Page 13 - A Hero of Ticonderoga
P. 13

sweet, had slipped behind his ears. His frantic efforts to get rid of his
                self-imposed muzzle were so funny that, after their first moment of

               bewilderment, the two spectators could but shout with laughter.



               Now upreared, the blindfolded bear would strike wildly at the kettle with
               his forepaws; then, falling on his back, claw it furiously with his hinder
               ones; then, regaining his feet, rush headlong till brought to a sudden stand

               by an unseen tree trunk. Recovering from the shock, he would remain
               motionless for a moment, as if devising some new means of relief, but

               would presently resume the same round of unavailing devices, with the
               constant accompaniment of smothered expressions of rage and terror.



               But there was little time for laughter when a precious kettle and a fat bear
               might at any moment be lost by the fracture of one and the escape of the

               other. Seth had no weapon but his axe, but with this he essayed prompt
               attack, the happy opportunity for which was at once offered. In one of his
               blind, unguided rushes, the bear charged directly toward the camp, till his

               iron-clad head struck with a resounding clang against the great boiling
               kettle. As he reeled backward from the shock, half stunned by it, and

               bewildered by the unaccustomed sound that still rang in his ears, Seth was
               beside him with axe uplifted.

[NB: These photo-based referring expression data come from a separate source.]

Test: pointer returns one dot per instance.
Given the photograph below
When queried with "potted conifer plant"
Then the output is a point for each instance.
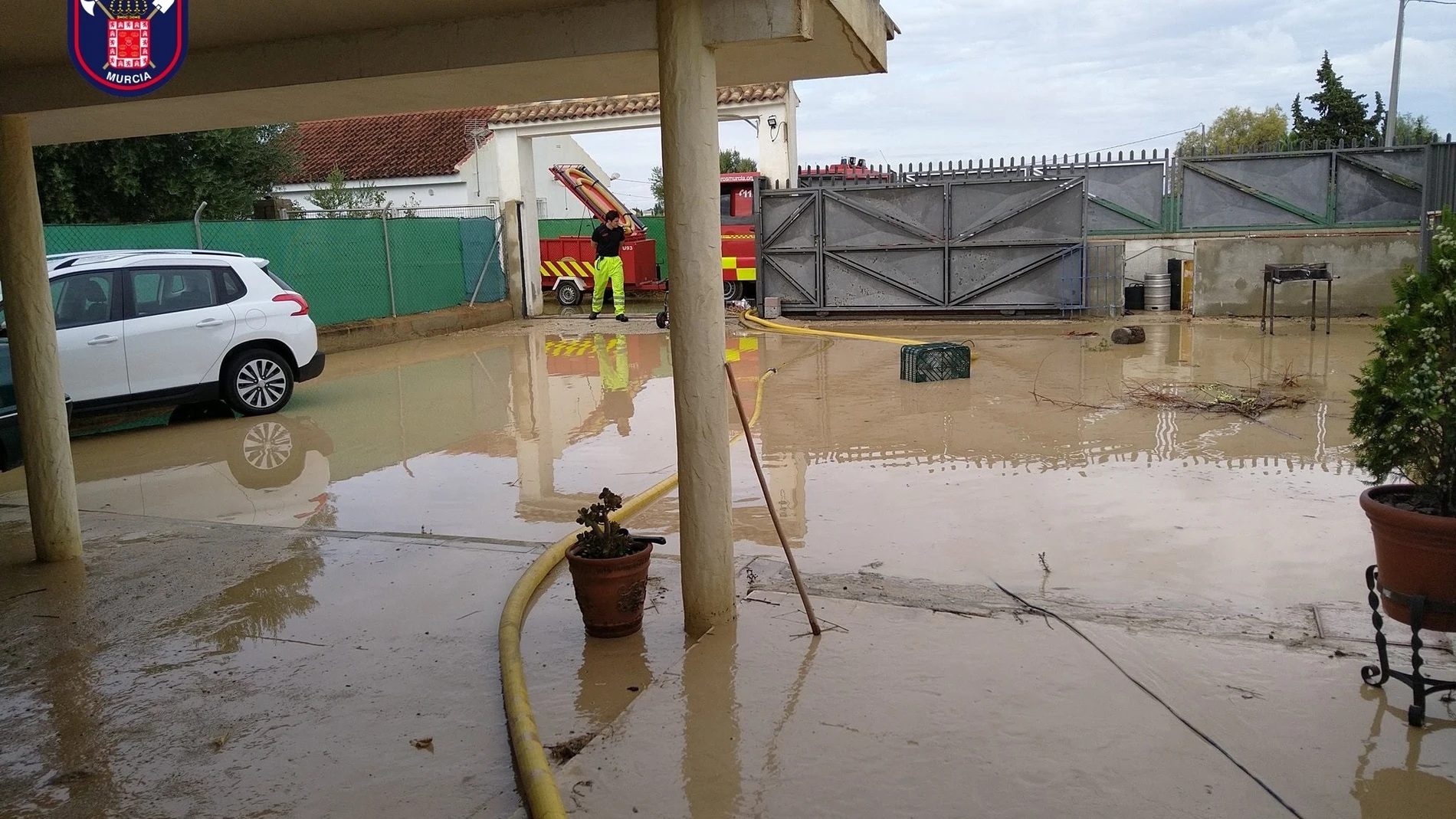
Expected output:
(1404, 424)
(609, 571)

               Only an instant he deliberated where and how to strike; at the skull he
               dared not with the axe-head, for fear of breaking the kettle, and he disliked

               to strike with the blade further back for fear of disfiguring the skin. But this
               was the preferable stroke, and in the next instant the axe-blade fell with a
               downright blow, so strong and well aimed that it severed the spinal column

               just forward of the shoulders. The great brute went down, paralyzed beyond
               all motion, to fall in a helpless heap and yield up his life with a few feeble

               gasps.


                "Oh, father," cried Nathan, the first to break the sudden silence, with a

               voice tremulous in exultation, "to think we’ve got a bear. Won’t mother and
               Marthy be proud? and won’t Job think we’re real hunters?"